There are too many factors, which influence the efficiency of the distribution to threads:
- Hyper-threading can increase or decrease the processing time.
- The (dynamically changing) number of not busy cores is unknown.
- Turbo-boost can slow down the processing, when more cores are active. (Btw., "turbo-boost" is a funny name for a feature, which slows down the processor, when all cores are busy. It is amusing, that the processor manufacturers choose the opposite view, that it runs faster, when some cores are sleeping.)
- It cannot be estimated, if the caches are exhausted.
- The time to start a new thread differs widely between different processors.

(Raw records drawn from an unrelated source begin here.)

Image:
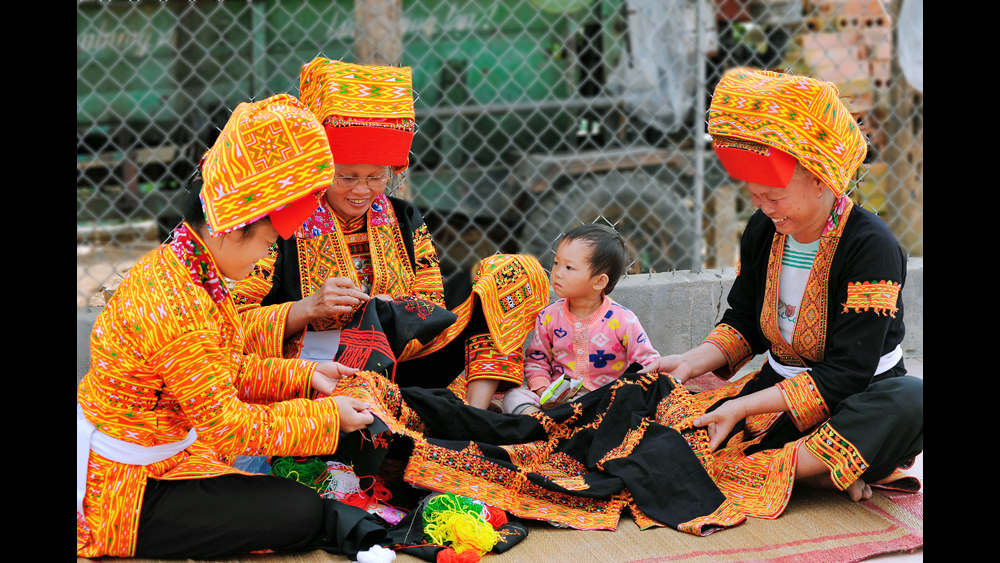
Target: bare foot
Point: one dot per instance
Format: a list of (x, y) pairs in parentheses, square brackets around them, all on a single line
[(858, 490)]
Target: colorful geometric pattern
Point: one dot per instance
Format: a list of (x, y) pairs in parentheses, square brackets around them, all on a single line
[(809, 336), (166, 358), (795, 114), (879, 296), (844, 460), (484, 361), (805, 403), (329, 255), (335, 88), (497, 277), (270, 154), (733, 345)]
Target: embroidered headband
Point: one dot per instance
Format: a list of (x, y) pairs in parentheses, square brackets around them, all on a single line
[(367, 111), (763, 122), (271, 158)]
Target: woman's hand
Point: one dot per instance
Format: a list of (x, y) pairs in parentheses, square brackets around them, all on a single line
[(354, 414), (337, 296), (721, 421), (327, 375), (673, 364)]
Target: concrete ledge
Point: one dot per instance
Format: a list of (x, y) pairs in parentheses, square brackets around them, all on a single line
[(677, 309)]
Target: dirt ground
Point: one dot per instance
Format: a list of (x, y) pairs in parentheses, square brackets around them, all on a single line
[(103, 265)]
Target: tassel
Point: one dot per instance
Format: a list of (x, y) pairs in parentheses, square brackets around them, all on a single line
[(449, 555), (458, 521), (494, 516), (376, 554)]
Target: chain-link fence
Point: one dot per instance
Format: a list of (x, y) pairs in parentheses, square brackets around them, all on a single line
[(533, 116)]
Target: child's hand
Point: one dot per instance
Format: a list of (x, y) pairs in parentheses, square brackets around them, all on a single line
[(354, 414)]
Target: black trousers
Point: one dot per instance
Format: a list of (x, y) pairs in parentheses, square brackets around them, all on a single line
[(884, 422), (232, 514), (440, 368)]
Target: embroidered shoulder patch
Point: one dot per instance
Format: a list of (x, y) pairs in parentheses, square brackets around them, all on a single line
[(878, 296)]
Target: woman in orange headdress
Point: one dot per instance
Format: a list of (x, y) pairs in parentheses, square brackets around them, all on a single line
[(170, 394), (361, 243), (818, 290)]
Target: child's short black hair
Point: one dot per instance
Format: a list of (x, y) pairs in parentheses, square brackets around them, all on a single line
[(607, 254)]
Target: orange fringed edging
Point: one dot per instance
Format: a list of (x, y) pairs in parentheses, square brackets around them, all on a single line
[(880, 297)]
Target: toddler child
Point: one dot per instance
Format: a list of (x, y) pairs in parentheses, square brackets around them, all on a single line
[(584, 334)]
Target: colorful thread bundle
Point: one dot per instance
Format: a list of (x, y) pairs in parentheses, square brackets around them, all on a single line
[(311, 472), (460, 522)]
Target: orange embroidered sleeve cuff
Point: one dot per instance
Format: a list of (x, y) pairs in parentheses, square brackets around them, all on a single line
[(264, 329), (733, 345), (427, 283), (268, 380), (844, 460), (484, 361), (806, 406), (879, 296)]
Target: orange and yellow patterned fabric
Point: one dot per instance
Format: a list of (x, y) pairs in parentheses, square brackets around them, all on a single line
[(799, 115), (367, 111), (879, 296), (167, 355), (270, 154)]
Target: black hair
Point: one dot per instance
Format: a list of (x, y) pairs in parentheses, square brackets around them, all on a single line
[(607, 254), (194, 214)]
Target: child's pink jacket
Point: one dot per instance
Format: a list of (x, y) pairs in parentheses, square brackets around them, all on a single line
[(598, 349)]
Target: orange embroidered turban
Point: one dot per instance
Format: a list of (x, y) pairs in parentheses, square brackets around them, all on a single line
[(271, 158), (367, 111), (762, 122)]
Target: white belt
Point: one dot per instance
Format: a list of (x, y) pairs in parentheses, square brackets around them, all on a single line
[(89, 439), (885, 363), (320, 346)]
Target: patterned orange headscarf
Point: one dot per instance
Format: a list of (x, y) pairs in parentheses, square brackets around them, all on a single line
[(270, 156), (367, 111), (798, 115)]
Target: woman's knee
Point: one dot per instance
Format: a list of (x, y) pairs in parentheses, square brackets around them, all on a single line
[(904, 396)]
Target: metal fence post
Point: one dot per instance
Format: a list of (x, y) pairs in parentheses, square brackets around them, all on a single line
[(698, 132)]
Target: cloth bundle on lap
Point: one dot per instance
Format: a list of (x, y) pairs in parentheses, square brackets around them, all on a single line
[(576, 465)]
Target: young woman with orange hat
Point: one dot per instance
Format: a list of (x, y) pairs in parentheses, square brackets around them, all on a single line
[(818, 290), (361, 243), (170, 395)]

Therefore the following might be a fair solution:
- Let N be the number of real (or virtual) processors.
- Split the work into M independent chunks.
- While there are unprocessed chunks and the number of started threads <= N
- Start a new thread which fetches a new chunk autonomously until all data are processed.
- Back to 3.
- Close threads.
Then starting a new, but not needed thread wastes time, but only on a core, which is not working on the problem yet. A small problem will be solved before all threads are started.
Of course this is not an optimal strategy also, but I think it is more efficient than any fixed relation between the number of indpendent chunks and cores.